Facebook CEO Mark Zuckerberg Breaks Silence On Data Leak With Yet Another Apology

After five days of complete silence on the issue, Facebook CEO Mark Zuckerberg came out with an update on the company's recent controversy involving a data leak that affected 50 million Americans and allowed their data to be used for political purposes. Zuckerberg also offered yet another apology for the “breach of trust” between Facebook and its users, which now seems to happen roughly once a year.

Zuckerberg Apologizes (Again)

In a letter to the public, Zuckerberg admitted that because of the way Facebook’s data sharing with third parties worked before 2014, companies such as Strategic Communication Laboratories (SCL) and Cambridge Analytica were able to obtain not just your own data, for which you had to give permission, but also your friends’ data. Sharing your friends’ data without their consent is probably never a good idea, as the European Union (EU) realized not too long ago when it wrote the General Data Protection Regulation (going into effect this May).

After Facebook learned how Cambridge University researcher Aleksandr Kogan was harvesting its users’ data (again, through rules and APIs specifically allowed and written by Facebook), it likely realized that maybe it’s not a good idea to allow third parties to collect friends’ data without their consent. The company made changes in 2014 that prevented third parties from getting friends’ data unless they also gave permission to share their data with the same third-party developer.

However, even in this case, people may not have fully understood what they were signing-up for when, say, taking a quiz on Facebook. If a quiz app asks for all of your timeline data, including photos, comments, likes, shares, and profile information, most people may just click "OK" because they want to take the quiz, without realizing the implications of their agreement. Any app, whether it was a simple quiz or game, could have obtained all of their and their friends' data this easily.

The users may be partly at fault here, too, but most people ignore privacy policies, usually for a good reason: they’re made difficult to read and understand on purpose.
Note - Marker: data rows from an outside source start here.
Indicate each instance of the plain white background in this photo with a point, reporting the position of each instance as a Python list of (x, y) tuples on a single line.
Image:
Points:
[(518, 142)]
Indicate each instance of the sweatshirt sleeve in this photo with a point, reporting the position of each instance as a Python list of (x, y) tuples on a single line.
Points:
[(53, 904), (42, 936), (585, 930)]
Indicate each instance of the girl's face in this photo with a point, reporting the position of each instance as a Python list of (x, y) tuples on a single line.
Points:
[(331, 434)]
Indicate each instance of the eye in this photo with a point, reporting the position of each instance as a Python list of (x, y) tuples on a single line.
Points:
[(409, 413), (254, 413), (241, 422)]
Companies also need to take responsibility for how easy or hard they’re making their options and settings to understand by their users.
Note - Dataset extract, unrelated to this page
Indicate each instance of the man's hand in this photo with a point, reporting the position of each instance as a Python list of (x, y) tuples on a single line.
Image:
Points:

Zuckerberg said that he learned from the media in 2015 that Krogan was giving access to the data to Cambridge Analytica, and then Facebook asked Krogan and Cambridge Analytica to certify that they deleted all improperly obtained data.

However, at the time, Facebook didn’t do any audit. Only after the recent Cambridge Analytica story came out did the company send auditors to Analytica’s offices. The auditors didn’t have time to investigate because the UK Information Commissioner’s Office (ICO) came with a warrant and told the auditors to stand down so they wouldn’t impede the government’s investigation.

A “Breach Of Trust”

Zuckerberg also admitted that the Cambridge Analytica story showed a “breach of trust” between Facebook and its users:

This was a breach of trust between Kogan, Cambridge Analytica and Facebook. But it was also a breach of trust between Facebook and the people who share their data with us and expect us to protect it. We need to fix that.
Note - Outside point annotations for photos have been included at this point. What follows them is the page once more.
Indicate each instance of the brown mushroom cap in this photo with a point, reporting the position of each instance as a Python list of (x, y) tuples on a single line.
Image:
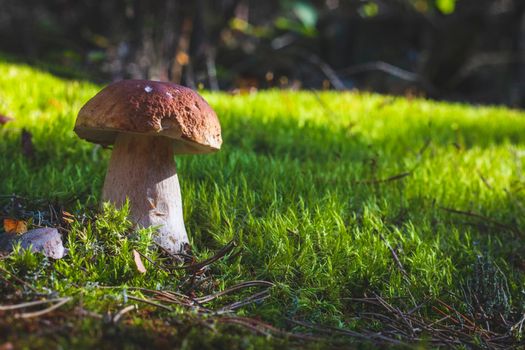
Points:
[(151, 108)]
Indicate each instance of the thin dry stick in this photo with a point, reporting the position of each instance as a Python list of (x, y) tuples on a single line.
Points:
[(45, 311), (388, 179), (482, 217), (19, 280), (394, 255), (242, 285), (28, 304), (146, 301), (200, 265), (122, 312)]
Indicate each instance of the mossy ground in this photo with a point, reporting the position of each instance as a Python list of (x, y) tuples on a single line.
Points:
[(330, 196)]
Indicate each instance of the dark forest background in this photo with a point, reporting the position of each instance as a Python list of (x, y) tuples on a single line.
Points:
[(464, 50)]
Zuckerberg committed to investigating all the apps that requested large amounts of information before the 2014 rule change. A full audit of any app with suspicious activity will be conducted, and any developer who refuses the audit will be immediately banned from the platform. If the audits will find apps that misused personally identifiable information, the company will ban those apps and tell everyone about its findings.

Facebook’s CEO also said that further API restrictions will be added to the platform, so that developers will lose access to people’s data if the apps weren’t used in the last three months. Presumably, Facebook will also check to see if the developers aren’t simply storing the data somewhere else before they lose access, as Cambridge Analytica did.

Another restriction, which should have probably existed from day one, will be to allow third-party developers to obtain only your name, profile photo, and email address when you sign-in with the Facebook login. For additional data, the developers will have to sign contracts with Facebook.

Finally, Zuckerberg also promised a new tool in Facebook that will allow users to more easily revoke app permissions. This feature will be available next month.

Are The Tighter Rules Permanent?

Facebook has a long track record of changing its mind in regards to its privacy policies. In the past, the company would often nullify users’ more privacy-oriented settings and make their data more public by default. It took many outcries and many years for Facebook to eventually start allowing its users to actually make their data more private and limit who got to see it.

It also took companies such as SCL and Cambridge Analytica, and perhaps others, to grossly abuse the lax rules Facebook put in place for its data sharing with third-party applications - the same kind of rules Facebook was going to use to obtain your WhatsApp data after purchasing the messaging company. It was only after the EU Data Protection Authorities started intervening and requiring strict regulation over how Facebook can obtain the data and what it can do with it, that the company took a more privacy-oriented approach.

In the EU, Facebook won’t be given much of a choice once the GDPR goes into effect, especially now that the privacy enforcers are going to watch the company much more closely after what happened with Cambridge Analytica. However, it remains to be seen if this wasn’t just another apology from Zuckerberg in a long string of apologies, meant to get people to put their pitchforks down and forget about deleting their accounts.

Without some strong privacy regulations in the U.S., too, the company won’t have much incentive not to change its mind a couple of years later, and start relaxing the rules again, in order to make more money and make its shareholders happy.